Elsewhere, in another suite, Cumbo sat down for his first meeting as a strategist and deal maker. Across the table was Christiana Stamoulis, Vertex’s senior vice president for business development. Stamoulis had the usual pedigree: two degrees from MIT, a consulting stint, leadership positions at Goldman Sachs and Citigroup, a veteran of some of the
biggest deals in industy history. Cumbo was reassured to discover that he was treated well, respected.

Vertex was something else to him now, something like what Merck had been to Boger: an education, a crucible, a competitor, a potential partner; maybe, in some future, a takeover threat, or in some alternative one a target. “Strange world this bd thing . . .” he texted later in the morning, “but I think I like it!!! It will be challenging again . . . It will be fun to watch and see how they (bd pll) discount me because I don’t have an MBA from Harvard and come from ’bama . . . made a living off people underestimating me.”

In February 2013 Vertex announced that it would start a pair of late-stage studies—1,000 patients at 200 sites—to test its first combination therapy in CF. Pressed on by the FDA’s determination to show that it could speed up approvals, the company decided to evaluate two doses of VX-809 in combination with Kalydeco for twenty-four weeks. With patients in urgent need of new treatments, Olson and the CF franchise steering group spurred on the timetable for FDA review. “If the Phase III is ultimately successful (late 2013/early 2014), upside for this stock could exceed anything in our coverage universe,” ISI’s Schoenebaum speculated. “But with that upside risk comes downside risk as well. We remain ‘Buy’ rated on Vertex, but admit it’s quite binary and not for everyone.”

A few weeks later, Keith Johnson went on intravenous antibiotics for the first time in three and a half years—since December 2009, a few months before he started on VX-770. He hoped to qualify for the combination trial but his FEV1 percentages were declining and, after his experience in the last trial with VX-661, he wasn’t sure that enrolling in clinical studies was his most effective route. He had concluded that his best hope of getting access to Kalydeco was to wait until the combo was approved for people with his genotype. “I’d rather get what I know works,” he said, “and leave the science to somebody else at this point.”

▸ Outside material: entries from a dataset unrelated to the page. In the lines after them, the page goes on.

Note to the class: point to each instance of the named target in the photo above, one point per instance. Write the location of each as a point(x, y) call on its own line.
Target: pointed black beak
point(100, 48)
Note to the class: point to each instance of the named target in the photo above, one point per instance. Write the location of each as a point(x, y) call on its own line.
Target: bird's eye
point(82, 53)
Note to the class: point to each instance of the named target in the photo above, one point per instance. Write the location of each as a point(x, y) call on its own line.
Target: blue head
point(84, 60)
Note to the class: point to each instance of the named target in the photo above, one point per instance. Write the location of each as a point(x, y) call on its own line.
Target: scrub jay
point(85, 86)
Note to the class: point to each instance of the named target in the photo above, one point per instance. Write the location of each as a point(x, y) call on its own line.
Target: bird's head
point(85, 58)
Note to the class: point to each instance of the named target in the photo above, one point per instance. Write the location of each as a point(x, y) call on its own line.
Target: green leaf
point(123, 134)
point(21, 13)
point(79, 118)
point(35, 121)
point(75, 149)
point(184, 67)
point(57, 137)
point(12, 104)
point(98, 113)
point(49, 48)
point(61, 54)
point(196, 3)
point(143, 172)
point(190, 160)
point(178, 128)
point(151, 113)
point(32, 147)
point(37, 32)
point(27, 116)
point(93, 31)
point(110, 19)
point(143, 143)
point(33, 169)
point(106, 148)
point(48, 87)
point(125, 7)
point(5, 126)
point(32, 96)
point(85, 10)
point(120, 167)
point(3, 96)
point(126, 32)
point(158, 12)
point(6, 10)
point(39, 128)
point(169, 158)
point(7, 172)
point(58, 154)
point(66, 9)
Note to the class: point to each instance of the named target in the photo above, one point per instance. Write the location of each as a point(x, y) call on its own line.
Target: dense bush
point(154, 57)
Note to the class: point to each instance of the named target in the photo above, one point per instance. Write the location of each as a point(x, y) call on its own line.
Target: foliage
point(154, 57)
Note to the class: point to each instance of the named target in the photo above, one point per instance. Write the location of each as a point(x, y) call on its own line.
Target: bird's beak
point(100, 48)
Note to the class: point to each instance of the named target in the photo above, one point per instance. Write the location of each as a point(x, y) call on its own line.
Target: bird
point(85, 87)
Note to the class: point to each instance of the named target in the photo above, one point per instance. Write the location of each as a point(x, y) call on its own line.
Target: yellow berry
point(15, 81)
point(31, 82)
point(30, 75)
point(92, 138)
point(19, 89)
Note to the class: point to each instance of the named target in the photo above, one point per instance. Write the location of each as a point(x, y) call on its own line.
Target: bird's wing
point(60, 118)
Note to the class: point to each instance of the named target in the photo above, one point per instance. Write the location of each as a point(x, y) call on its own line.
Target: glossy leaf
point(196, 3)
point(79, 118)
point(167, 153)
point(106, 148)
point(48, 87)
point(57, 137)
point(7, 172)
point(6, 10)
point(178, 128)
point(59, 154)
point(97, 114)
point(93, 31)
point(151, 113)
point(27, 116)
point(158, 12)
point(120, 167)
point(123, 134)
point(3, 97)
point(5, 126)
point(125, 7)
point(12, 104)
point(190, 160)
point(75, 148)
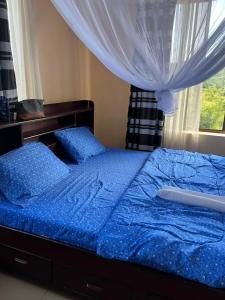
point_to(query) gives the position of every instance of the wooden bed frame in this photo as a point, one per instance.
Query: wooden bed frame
(71, 268)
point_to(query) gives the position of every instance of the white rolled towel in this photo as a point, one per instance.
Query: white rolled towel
(192, 198)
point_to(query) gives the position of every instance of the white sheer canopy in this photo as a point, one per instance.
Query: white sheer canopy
(140, 41)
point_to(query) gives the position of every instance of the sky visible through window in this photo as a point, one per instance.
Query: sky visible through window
(213, 95)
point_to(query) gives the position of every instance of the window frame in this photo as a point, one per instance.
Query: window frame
(215, 130)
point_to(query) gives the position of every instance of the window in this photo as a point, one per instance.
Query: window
(213, 104)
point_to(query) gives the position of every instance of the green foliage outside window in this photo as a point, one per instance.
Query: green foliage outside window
(213, 102)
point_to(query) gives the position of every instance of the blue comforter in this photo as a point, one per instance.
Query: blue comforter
(75, 210)
(172, 237)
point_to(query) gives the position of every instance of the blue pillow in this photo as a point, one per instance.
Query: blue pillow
(28, 171)
(80, 143)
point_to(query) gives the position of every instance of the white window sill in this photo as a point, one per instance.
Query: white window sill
(212, 133)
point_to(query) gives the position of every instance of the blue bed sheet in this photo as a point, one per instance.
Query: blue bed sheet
(75, 210)
(172, 237)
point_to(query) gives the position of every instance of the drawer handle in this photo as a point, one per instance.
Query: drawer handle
(20, 261)
(94, 287)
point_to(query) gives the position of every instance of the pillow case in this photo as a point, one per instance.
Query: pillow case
(79, 143)
(27, 171)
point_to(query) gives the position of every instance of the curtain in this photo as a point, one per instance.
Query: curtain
(112, 31)
(145, 121)
(182, 130)
(8, 93)
(24, 48)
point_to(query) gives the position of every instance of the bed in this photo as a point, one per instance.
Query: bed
(103, 232)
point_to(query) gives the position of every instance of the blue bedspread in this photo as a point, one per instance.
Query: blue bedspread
(172, 237)
(76, 209)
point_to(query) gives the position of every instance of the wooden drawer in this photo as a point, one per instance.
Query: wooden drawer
(88, 285)
(35, 267)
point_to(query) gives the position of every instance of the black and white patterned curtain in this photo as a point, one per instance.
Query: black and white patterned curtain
(8, 93)
(145, 121)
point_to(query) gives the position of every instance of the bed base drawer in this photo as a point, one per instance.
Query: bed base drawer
(27, 264)
(88, 285)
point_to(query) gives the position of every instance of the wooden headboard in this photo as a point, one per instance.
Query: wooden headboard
(57, 116)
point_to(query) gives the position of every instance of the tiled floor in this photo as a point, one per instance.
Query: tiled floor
(13, 288)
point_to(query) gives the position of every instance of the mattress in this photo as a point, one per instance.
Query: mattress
(172, 237)
(75, 210)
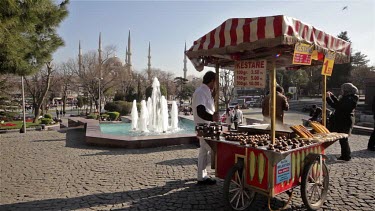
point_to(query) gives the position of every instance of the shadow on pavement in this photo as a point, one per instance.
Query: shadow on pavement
(48, 140)
(174, 195)
(179, 162)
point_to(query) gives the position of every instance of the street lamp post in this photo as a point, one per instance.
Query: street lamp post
(99, 89)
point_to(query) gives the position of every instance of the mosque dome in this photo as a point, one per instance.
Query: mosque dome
(114, 61)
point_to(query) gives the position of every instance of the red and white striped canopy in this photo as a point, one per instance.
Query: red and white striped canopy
(237, 37)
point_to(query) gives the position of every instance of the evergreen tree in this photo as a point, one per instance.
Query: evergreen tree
(341, 72)
(28, 34)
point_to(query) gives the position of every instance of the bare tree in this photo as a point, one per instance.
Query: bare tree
(112, 74)
(66, 79)
(226, 86)
(38, 86)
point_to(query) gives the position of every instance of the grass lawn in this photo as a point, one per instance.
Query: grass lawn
(18, 125)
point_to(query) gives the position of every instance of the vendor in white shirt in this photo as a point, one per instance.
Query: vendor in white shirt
(204, 112)
(237, 117)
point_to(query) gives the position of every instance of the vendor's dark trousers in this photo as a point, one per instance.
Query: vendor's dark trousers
(371, 142)
(235, 125)
(345, 148)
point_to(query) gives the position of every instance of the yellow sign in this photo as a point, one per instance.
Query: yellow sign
(250, 73)
(302, 54)
(328, 63)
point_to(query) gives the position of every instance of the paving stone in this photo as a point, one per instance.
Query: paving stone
(39, 173)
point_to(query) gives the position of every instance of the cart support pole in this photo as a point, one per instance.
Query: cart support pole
(273, 101)
(324, 100)
(217, 80)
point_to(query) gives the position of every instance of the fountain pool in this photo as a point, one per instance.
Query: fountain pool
(185, 126)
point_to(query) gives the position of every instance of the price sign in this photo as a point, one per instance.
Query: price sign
(250, 73)
(283, 170)
(328, 63)
(302, 54)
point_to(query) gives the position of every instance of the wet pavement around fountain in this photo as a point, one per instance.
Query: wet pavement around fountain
(49, 171)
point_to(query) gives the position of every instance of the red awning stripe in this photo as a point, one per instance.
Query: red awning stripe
(246, 30)
(234, 32)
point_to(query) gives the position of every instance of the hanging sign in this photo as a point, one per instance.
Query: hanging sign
(302, 54)
(283, 170)
(250, 73)
(328, 63)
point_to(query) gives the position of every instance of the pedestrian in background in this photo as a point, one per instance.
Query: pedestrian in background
(237, 117)
(281, 106)
(229, 118)
(371, 141)
(342, 120)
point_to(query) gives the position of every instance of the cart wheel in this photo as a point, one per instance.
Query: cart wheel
(313, 188)
(236, 195)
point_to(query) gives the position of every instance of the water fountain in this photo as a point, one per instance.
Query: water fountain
(154, 114)
(151, 127)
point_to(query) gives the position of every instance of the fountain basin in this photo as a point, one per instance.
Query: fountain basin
(94, 136)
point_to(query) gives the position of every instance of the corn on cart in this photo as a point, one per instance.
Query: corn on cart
(269, 164)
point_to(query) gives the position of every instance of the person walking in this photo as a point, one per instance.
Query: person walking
(229, 118)
(342, 120)
(204, 112)
(281, 106)
(237, 117)
(371, 141)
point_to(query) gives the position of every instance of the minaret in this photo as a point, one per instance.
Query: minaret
(129, 54)
(79, 56)
(100, 50)
(126, 56)
(185, 68)
(149, 62)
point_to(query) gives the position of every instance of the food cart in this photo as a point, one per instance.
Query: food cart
(269, 165)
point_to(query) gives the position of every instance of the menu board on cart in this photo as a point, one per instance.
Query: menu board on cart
(283, 170)
(302, 54)
(328, 63)
(250, 73)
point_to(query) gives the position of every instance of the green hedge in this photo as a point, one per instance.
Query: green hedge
(104, 116)
(123, 107)
(46, 121)
(92, 116)
(113, 115)
(48, 116)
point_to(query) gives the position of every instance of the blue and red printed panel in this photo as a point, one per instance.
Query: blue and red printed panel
(226, 157)
(257, 169)
(287, 173)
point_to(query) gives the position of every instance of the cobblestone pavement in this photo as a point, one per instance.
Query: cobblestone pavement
(47, 171)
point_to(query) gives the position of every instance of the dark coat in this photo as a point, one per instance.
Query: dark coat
(342, 120)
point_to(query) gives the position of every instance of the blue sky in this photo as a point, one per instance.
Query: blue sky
(168, 24)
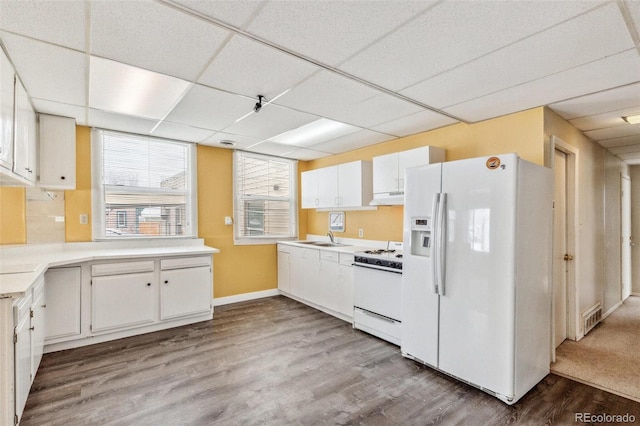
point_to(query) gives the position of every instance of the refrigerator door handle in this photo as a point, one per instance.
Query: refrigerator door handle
(442, 240)
(435, 238)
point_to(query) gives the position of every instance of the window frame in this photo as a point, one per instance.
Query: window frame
(293, 203)
(98, 208)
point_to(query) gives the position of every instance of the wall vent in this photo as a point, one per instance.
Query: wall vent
(591, 317)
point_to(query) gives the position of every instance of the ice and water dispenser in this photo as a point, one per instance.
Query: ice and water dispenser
(421, 236)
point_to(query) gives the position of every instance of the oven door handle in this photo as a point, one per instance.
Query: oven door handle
(376, 268)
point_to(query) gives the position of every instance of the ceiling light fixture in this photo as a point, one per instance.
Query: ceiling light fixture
(632, 119)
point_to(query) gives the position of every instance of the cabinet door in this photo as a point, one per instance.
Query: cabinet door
(385, 174)
(119, 301)
(22, 353)
(328, 187)
(37, 327)
(62, 297)
(309, 189)
(284, 281)
(185, 292)
(7, 85)
(57, 168)
(24, 135)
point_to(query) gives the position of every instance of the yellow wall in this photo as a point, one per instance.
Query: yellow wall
(521, 133)
(13, 216)
(238, 269)
(79, 201)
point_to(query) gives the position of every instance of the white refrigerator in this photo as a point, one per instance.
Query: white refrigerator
(476, 283)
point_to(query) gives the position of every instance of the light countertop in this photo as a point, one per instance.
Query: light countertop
(20, 266)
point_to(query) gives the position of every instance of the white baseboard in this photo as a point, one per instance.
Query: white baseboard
(219, 301)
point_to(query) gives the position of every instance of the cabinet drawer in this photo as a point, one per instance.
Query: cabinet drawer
(329, 256)
(122, 268)
(346, 259)
(185, 262)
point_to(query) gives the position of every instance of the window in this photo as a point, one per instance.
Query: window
(143, 187)
(265, 202)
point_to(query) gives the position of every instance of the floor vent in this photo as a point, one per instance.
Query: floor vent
(591, 317)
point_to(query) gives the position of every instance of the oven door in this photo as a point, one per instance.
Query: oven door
(377, 291)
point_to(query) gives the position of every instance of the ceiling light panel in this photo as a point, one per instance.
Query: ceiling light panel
(331, 31)
(585, 39)
(598, 103)
(153, 36)
(336, 97)
(613, 71)
(270, 121)
(181, 132)
(43, 20)
(210, 108)
(415, 123)
(315, 132)
(126, 89)
(422, 48)
(248, 68)
(123, 123)
(48, 72)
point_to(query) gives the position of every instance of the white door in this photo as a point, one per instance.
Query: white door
(560, 247)
(420, 303)
(626, 237)
(477, 303)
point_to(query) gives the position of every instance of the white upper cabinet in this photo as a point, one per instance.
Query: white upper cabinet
(7, 84)
(388, 172)
(25, 137)
(344, 186)
(57, 152)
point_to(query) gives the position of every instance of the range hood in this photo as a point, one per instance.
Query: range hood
(388, 199)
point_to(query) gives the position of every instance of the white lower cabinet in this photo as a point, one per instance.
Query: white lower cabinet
(28, 313)
(62, 298)
(185, 287)
(322, 278)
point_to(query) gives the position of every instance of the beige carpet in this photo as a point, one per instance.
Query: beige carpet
(608, 357)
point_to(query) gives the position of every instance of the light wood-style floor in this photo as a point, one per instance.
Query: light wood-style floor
(275, 361)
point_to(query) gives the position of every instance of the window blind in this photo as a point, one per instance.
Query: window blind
(265, 201)
(146, 186)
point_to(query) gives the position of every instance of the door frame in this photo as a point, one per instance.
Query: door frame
(572, 154)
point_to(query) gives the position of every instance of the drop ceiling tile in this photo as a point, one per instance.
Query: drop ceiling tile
(123, 123)
(608, 119)
(63, 110)
(181, 132)
(305, 154)
(209, 108)
(153, 36)
(331, 31)
(452, 33)
(125, 89)
(241, 142)
(270, 121)
(415, 123)
(252, 69)
(64, 78)
(619, 142)
(597, 103)
(61, 23)
(339, 98)
(352, 141)
(582, 40)
(235, 13)
(623, 130)
(600, 75)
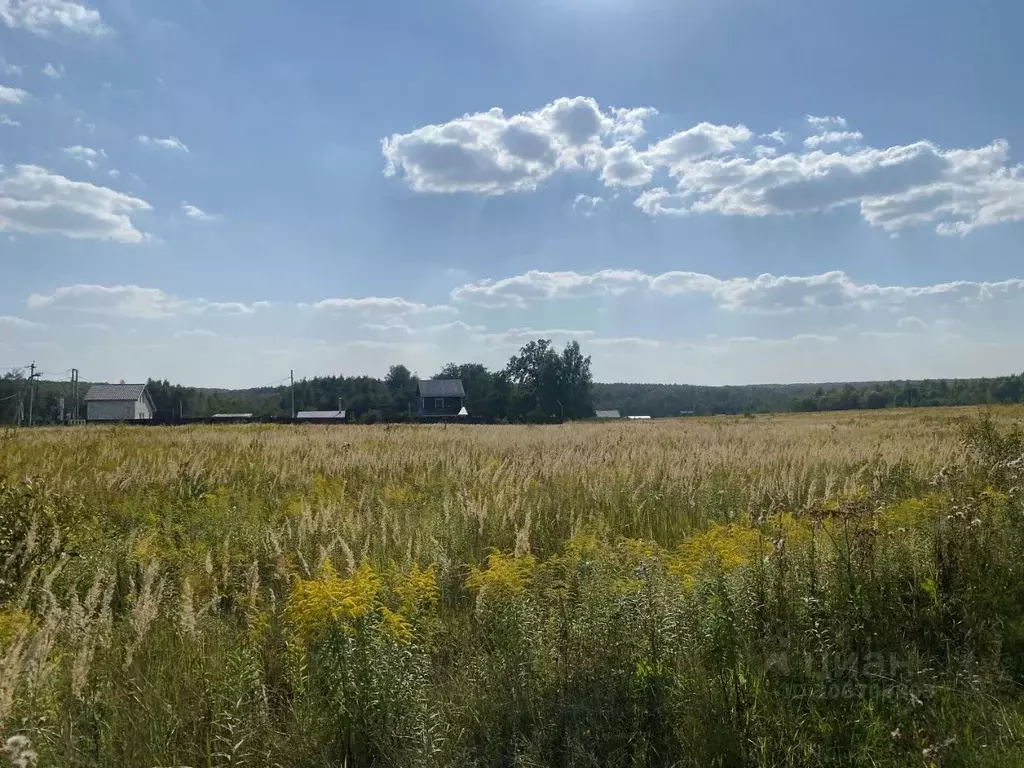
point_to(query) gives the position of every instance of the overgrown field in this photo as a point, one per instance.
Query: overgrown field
(778, 591)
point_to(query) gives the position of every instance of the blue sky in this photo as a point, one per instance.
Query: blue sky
(700, 190)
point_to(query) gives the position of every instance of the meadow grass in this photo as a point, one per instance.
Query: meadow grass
(779, 591)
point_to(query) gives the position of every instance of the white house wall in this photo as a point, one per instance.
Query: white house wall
(111, 410)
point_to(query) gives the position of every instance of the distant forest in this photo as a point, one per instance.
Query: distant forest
(538, 383)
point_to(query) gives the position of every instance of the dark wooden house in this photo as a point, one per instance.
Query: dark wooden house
(440, 397)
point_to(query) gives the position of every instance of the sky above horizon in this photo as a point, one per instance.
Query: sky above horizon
(704, 192)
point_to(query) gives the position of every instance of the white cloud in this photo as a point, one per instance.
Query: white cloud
(833, 137)
(764, 294)
(825, 123)
(199, 214)
(133, 301)
(516, 337)
(587, 205)
(624, 166)
(911, 324)
(7, 321)
(714, 169)
(699, 141)
(521, 290)
(36, 201)
(43, 16)
(86, 155)
(956, 189)
(492, 154)
(171, 142)
(10, 95)
(379, 306)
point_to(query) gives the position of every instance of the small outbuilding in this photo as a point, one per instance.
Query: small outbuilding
(231, 418)
(118, 402)
(440, 397)
(328, 417)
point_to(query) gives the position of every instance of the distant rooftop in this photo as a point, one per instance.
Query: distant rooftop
(441, 388)
(111, 392)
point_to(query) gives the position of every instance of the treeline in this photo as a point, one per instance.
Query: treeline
(675, 399)
(537, 384)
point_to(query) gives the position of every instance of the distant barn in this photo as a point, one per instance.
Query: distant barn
(440, 397)
(231, 418)
(118, 402)
(321, 417)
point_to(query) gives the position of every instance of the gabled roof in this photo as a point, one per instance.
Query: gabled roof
(111, 392)
(441, 388)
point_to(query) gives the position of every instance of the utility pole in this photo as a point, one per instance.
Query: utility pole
(32, 390)
(74, 393)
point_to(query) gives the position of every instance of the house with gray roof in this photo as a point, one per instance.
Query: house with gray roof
(440, 397)
(118, 402)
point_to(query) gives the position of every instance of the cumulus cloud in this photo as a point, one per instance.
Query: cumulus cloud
(587, 205)
(764, 294)
(7, 321)
(536, 285)
(713, 168)
(516, 337)
(379, 306)
(86, 155)
(833, 137)
(199, 214)
(42, 17)
(133, 301)
(8, 69)
(491, 153)
(10, 95)
(955, 189)
(171, 142)
(36, 201)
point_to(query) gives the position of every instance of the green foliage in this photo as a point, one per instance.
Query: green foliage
(785, 592)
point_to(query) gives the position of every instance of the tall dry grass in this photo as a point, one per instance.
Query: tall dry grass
(800, 590)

On a Monday in mid-April, Patriots’ Day, two bombs exploded at the finish line of the Boston Marathon, killing three people, injuring hundreds of others, and plunging Boston and Cambridge into a cycle
of fear, apprehension, grief, and resilience, the reeling epicenter of the most intensive antiterrorist manhunt and media storm since 9/11. Vertex had received data from the midstage study combining VX-661 and Kalydeco—Johnson’s trial. Patients taking a 100-milligram dose of 661 had a 9 percent relative improvement in lung function while those taking 150 milligrams improved 7.5 percent. The drug was well tolerated. The company, weighing internal and external events, announced the findings as soon as the markets closed on Thursday. During the conference call shortly after four thirty, Mueller disclosed that it had advanced a third corrector, VX-983, into development.